For more than a year, Diane Hunter, now 72, had been experiencing vague symptoms — pain in her spine and hips, nausea, exhaustion, thirst, and frequent urination. Her primary care physician had ruled out diabetes before finally chalking up her ailments to getting older.
But months of intense back pain eventually landed her in the emergency room, where a doctor suggested that Hunter might have multiple myeloma. Hunter’s first question was, “What is that?”
Multiple myeloma is a cancer that develops in bone marrow plasma cells, crowding out healthy blood cells and damaging the bones. It is one of the most common blood cancers — and the most diagnosed among African Americans. The mortality rate from multiple myeloma also is higher among African American patients than white people, with a number of studies showing that, in addition to disease biology, societal factors such as socioeconomic status and lack of access to health insurance or medical services delay timely diagnoses.
A belated diagnosis is what happened to Hunter, a Black woman in Montgomery, Alabama. She said her primary care doctor dismissed a recommendation from her endocrinologist to refer her to a hematologist after finding high protein counts in her blood. Then, she said, he also refused to order a bone marrow biopsy after the ER doctor suggested she might have multiple myeloma. Fed up, she said, she found a new doctor, got tested, and learned she indeed had the disease.
Monique Hartley-Brown, a multiple myeloma researcher at the Dana-Farber Cancer Institute in Boston, said Hunter’s experience is fairly common, particularly among Black patients who live in underserved communities.
“On average, patients see their primary doctor three times before being accurately diagnosed,” Hartley-Brown said. “The delay from symptom onset to diagnosis is even longer for Black Americans. Meanwhile, the disease is wreaking havoc — causing fractures, severe anemia, fatigue, weight loss, kidney problems.”
Black and Hispanic patients are also less likely to receive the newest therapies, according to the Multiple Myeloma Research Foundation, and, when they do, they are more likely to do so later in the course of their disease than white patients. An analysis published in 2022 of racial and ethnic disparities in multiple myeloma drug approval trials submitted to the FDA concluded that Black patients made up only 4% of participants despite being roughly 20% of those living with the disease.
Now, even though significant progress has been made in understanding the biology of multiple myeloma and how to treat it, those racial gaps may grow larger amid federal cuts to cancer research and the backlash against diversity and inclusion efforts.
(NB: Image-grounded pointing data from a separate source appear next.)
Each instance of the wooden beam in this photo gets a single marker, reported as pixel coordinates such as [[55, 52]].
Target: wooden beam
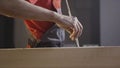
[[90, 57]]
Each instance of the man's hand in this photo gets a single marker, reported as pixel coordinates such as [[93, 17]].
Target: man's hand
[[71, 25]]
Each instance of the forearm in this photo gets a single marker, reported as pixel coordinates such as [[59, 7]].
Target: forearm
[[23, 9]]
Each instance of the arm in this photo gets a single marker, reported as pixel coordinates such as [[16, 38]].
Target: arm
[[23, 9]]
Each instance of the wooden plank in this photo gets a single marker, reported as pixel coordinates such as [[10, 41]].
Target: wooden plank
[[90, 57]]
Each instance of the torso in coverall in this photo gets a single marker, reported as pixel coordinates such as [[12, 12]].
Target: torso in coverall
[[49, 34]]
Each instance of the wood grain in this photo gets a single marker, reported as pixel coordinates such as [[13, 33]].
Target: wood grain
[[90, 57]]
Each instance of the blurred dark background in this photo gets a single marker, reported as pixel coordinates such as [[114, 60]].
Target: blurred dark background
[[100, 19]]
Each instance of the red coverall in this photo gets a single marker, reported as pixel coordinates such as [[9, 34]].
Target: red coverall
[[38, 28]]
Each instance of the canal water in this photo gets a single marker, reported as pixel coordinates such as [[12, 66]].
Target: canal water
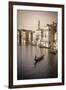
[[27, 68]]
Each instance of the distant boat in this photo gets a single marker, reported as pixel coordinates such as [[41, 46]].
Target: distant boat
[[39, 58]]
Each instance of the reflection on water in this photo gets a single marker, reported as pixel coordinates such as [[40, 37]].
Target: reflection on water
[[27, 68]]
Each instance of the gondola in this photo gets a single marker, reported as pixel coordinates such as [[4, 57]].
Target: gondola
[[38, 58]]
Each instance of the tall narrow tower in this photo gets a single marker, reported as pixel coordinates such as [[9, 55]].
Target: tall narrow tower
[[38, 24]]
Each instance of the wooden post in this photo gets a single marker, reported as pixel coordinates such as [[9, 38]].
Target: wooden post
[[19, 37]]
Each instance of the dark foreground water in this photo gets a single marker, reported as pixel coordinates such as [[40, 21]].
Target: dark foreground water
[[28, 69]]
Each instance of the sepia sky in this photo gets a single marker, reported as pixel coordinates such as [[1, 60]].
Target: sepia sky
[[29, 19]]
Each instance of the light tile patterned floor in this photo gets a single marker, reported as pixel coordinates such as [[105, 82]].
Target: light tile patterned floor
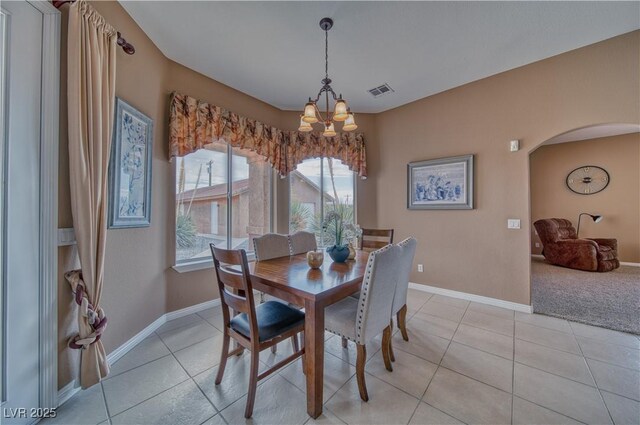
[[464, 363]]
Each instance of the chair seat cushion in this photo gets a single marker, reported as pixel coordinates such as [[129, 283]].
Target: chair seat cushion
[[273, 319], [340, 318]]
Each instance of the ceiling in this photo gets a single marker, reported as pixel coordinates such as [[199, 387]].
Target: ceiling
[[274, 51], [594, 132]]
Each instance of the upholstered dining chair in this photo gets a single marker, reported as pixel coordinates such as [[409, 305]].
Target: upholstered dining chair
[[372, 239], [302, 242], [376, 238], [254, 328], [403, 271], [367, 317]]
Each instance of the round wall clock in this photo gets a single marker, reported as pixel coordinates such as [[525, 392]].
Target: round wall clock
[[587, 180]]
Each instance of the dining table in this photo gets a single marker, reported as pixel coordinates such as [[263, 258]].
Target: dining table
[[292, 280]]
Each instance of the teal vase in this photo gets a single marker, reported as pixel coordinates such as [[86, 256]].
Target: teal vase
[[338, 253]]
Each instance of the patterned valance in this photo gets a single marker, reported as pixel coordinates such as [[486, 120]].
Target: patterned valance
[[194, 124]]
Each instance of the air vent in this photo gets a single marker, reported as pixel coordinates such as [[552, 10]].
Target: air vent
[[380, 90]]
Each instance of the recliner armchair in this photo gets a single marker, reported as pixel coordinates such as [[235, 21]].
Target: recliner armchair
[[562, 247]]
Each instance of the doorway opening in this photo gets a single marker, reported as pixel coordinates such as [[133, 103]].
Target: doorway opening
[[585, 226]]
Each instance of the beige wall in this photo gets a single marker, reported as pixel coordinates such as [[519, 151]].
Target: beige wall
[[619, 203], [469, 251], [473, 251]]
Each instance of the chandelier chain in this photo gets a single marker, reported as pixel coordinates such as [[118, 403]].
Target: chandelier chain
[[326, 54]]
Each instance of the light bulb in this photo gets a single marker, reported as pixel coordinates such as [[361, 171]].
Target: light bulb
[[350, 123], [310, 113], [340, 111], [305, 127], [329, 130]]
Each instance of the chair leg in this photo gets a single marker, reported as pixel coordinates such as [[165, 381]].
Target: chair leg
[[386, 343], [391, 355], [223, 357], [402, 322], [360, 360], [253, 383]]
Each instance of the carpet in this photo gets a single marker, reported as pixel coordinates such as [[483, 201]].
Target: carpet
[[610, 300]]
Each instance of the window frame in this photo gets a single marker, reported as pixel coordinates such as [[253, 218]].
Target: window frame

While few multiple myeloma experts were willing to talk on the record about the impact of the funding cutbacks, Michael Andreini, president and CEO of the Multiple Myeloma Research Foundation, has written that cuts to the National Institutes of Health and its National Cancer Institute put future innovations at risk.
“Even before these potential cuts, funding for myeloma lagged behind,” he wrote before the cuts were finalized. “The myeloma specific budget has decreased significantly. Myeloma is almost 2% of all cancers, yet receives less than 1% of the NCI’s budget.”
The disease is already hard to diagnose. Because multiple myeloma is usually diagnosed when a patient is over 65 (African Americans tend to be diagnosed five years younger, on average), common symptoms such as lower back pain and fatigue are often chalked up to just getting older.
That’s what happened to Jim Washington of Charlotte, North Carolina. He was 61 when excruciating hip pain brought his regular tennis games to a sudden stop.
“I figured I’d done something to injure myself,” Washington said. “But I’d been playing tennis all my life, and this pain was different from anything I’d ever felt before.”
Washington was fortunate to have a concierge doctor and premium health insurance. In quick succession, he underwent X-rays that revealed a lesion on his spine and received a referral to an oncologist, who identified a cancerous tumor. A subsequent biopsy and blood tests confirmed he had multiple myeloma.
Washington had weeks of high-dose chemotherapy, followed by what is known as an autologous stem cell transplant, which used his own stem cells to regrow healthy blood cells in his body. It was a grueling process that ultimately left him with a clean bill of health. For the next several years, his doctors monitored him closely, including conducting an annual bone marrow biopsy.
Before treatment, he said, myeloma had infiltrated 60% of his blood cells. The stem cell transplant brought those levels down to zero. After about five years, however, his multiple myeloma level had crept back up to 10% and required more treatment.
But Washington had closely followed the latest research and believed he had reason to be optimistic. The FDA had approved the first CAR T-cell therapy for multiple myeloma in 2021.
Hartley-Brown said the lack of Black patients in multiple myeloma drug approval trials raises concerns about whether the trial results are equally applicable to the Black population and may help explain why treatment advances have been less effective in Black patients.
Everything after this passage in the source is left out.